Hinweis: Der Inhalt dieser Seite wurde vor 10 Jahren in der Wiener Zeitung veröffentlicht. Hier geht's zu unseren neuen Inhalten.
Wie geht man mit einer beliebten und erfolgreichen Leichtathletin um, die positiv auf Doping - in diesem Fall auf ein Diuretikum - getestet wurde? Wie man es nicht macht, hat der jamaikanische Leichtathletikverband vorgezeigt: Anstatt die seit Mai suspendierte Sprint-Olympiasiegerin Veronica Campbell-Brown für mehrere Jahre zu sperren, sprach die Disziplinarkommission lediglich eine öffentliche Verwarnung gegen die 31-Jährige aus. Genau genommen ein fatales Signal.
Die Gründe für dieses doch sehr milde Urteil liegen im Dunkeln. Vielleicht hatten die Richter mit Campbell-Brown einfach nur Mitleid? Schließlich wirkt das Entwässerungsmittel Furosemid nicht leistungssteigernd, sondern nur gewichtssenkend - und da kann man ja ein Auge zudrücken. War es nicht schon Strafe genug, dass die Athletin im August bei der WM in Moskau fehlte?

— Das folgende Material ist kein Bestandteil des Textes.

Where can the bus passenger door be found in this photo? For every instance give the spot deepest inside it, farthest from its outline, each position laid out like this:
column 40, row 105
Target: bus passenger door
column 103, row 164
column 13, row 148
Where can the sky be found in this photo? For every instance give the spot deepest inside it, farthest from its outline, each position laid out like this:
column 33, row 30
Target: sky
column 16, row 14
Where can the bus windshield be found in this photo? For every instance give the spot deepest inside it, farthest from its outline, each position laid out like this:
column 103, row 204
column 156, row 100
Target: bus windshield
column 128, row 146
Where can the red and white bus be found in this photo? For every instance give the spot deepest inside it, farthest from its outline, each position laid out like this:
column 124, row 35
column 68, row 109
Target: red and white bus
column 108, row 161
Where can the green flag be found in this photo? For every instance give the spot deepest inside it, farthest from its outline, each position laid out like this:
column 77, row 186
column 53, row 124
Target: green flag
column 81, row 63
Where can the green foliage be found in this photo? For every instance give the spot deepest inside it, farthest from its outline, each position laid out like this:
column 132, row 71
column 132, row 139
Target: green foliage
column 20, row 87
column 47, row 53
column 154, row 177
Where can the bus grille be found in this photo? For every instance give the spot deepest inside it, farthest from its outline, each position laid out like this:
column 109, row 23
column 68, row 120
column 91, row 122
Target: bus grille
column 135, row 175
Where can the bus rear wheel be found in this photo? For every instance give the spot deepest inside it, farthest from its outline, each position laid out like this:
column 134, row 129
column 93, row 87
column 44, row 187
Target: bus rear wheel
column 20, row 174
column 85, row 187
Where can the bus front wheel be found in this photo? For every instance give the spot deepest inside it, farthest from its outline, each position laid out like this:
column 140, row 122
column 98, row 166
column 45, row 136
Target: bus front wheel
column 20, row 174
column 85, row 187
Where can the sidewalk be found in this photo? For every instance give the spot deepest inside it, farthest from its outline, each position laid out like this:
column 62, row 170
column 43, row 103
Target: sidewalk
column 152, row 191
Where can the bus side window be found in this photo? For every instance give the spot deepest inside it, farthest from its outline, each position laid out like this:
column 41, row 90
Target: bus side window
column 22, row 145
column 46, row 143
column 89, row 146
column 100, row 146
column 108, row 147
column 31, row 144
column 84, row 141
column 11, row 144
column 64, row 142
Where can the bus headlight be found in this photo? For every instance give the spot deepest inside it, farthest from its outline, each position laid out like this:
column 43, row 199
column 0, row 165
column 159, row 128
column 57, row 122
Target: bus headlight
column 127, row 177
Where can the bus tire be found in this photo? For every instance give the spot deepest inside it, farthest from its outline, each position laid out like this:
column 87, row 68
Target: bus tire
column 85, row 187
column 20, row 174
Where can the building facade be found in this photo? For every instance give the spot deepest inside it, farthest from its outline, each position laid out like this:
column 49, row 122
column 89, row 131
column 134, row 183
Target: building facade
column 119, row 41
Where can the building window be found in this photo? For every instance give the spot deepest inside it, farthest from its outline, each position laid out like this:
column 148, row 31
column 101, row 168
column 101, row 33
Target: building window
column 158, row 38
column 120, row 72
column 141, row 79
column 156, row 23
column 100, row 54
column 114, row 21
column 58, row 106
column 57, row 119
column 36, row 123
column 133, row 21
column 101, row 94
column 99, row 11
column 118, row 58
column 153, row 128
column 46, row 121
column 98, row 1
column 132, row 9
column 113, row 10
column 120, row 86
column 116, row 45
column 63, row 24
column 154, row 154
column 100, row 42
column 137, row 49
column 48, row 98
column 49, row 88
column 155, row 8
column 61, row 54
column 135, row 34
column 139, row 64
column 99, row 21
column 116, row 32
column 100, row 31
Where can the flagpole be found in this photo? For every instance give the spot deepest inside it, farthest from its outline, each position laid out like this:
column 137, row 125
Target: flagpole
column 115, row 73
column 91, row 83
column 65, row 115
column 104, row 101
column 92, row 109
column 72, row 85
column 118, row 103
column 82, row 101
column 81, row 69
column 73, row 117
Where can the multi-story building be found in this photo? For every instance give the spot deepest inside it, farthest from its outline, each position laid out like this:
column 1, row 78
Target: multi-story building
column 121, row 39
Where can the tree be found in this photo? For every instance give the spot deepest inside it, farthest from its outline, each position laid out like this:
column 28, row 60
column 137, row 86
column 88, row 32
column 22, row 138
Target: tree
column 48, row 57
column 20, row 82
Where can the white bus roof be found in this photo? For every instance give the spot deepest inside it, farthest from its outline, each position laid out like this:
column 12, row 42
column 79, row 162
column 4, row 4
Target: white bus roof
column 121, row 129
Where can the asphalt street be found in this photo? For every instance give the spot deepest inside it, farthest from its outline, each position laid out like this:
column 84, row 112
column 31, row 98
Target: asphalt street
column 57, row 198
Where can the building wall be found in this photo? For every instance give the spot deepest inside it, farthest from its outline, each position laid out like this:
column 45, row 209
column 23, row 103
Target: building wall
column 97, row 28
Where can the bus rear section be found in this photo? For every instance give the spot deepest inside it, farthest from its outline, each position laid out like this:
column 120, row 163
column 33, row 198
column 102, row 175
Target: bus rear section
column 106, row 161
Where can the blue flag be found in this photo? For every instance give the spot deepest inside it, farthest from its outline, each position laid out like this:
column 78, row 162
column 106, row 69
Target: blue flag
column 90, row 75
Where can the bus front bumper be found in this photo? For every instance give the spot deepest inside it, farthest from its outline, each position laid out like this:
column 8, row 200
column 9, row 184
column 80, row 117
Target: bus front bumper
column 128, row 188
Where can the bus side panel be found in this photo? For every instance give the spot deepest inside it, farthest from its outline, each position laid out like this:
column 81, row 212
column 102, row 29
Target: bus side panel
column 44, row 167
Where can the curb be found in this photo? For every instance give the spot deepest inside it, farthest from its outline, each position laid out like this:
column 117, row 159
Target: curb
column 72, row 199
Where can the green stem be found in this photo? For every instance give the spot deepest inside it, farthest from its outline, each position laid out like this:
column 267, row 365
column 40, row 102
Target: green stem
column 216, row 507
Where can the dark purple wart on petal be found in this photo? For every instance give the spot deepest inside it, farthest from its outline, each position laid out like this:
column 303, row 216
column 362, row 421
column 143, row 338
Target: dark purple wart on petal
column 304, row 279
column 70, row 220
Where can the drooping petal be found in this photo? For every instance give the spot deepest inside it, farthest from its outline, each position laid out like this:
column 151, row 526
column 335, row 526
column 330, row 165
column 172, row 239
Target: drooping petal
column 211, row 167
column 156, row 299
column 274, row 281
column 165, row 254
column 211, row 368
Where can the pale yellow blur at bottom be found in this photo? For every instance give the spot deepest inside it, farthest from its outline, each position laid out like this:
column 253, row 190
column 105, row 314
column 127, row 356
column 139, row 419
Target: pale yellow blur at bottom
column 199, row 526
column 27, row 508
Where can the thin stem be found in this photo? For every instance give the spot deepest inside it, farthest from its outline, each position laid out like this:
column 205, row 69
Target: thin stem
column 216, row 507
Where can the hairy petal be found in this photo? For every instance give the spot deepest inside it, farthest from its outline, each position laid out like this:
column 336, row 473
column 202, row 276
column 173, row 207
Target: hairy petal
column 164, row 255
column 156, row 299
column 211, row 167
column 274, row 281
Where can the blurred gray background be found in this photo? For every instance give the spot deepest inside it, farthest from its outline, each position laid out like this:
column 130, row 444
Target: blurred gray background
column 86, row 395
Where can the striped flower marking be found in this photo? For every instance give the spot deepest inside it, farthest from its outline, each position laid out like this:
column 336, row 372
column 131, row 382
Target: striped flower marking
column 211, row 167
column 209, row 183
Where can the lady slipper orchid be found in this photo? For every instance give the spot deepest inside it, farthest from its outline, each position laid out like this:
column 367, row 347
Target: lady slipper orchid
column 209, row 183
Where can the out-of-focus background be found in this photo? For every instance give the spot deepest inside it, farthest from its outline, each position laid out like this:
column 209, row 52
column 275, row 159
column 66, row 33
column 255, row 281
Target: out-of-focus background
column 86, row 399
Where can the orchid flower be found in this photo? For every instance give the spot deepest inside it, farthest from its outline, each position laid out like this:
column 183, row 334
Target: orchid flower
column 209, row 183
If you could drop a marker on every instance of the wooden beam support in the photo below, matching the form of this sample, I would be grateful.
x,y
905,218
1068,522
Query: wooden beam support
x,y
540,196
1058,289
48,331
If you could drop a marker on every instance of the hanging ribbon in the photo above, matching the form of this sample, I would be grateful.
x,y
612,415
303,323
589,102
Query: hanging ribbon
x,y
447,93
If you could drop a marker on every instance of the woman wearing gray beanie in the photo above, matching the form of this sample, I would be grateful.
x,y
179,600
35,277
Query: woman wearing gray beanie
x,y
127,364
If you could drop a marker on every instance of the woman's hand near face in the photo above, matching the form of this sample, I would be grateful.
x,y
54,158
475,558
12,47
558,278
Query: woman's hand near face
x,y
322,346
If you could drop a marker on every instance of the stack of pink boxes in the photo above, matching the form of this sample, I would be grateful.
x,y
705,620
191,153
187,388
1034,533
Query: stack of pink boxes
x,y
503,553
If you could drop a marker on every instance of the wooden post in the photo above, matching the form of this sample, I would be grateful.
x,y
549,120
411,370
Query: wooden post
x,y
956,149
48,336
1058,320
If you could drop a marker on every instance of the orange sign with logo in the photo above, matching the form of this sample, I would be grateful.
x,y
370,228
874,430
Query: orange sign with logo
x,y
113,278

Wahrscheinlicher ist aber diese These: Sprinter gelten in Jamaika per se als Helden und wandelnde Denkmäler. Siebenmal wurde Campbell-Brown seit 2004 zur "Sportlerin des Jahres" gewählt, darüber hinaus wurde ihr 2008 mit dem "Order of Distinction" die höchste Auszeichnung verliehen, die es in Jamaika gibt. Dass sich Staat und Gesellschaft mit der Vorstellung, einer Betrügerin aufgesessen zu sein, nicht recht anfreunden können, ist klar. Aber Titel und Orden aberkennen und ein Denkmal wie Campbell-Brown demontieren? So weit will man dann doch nicht gehen, zumal dies einem Schuldeingeständnis gleichkäme. Eine Hand wäscht eben die andere.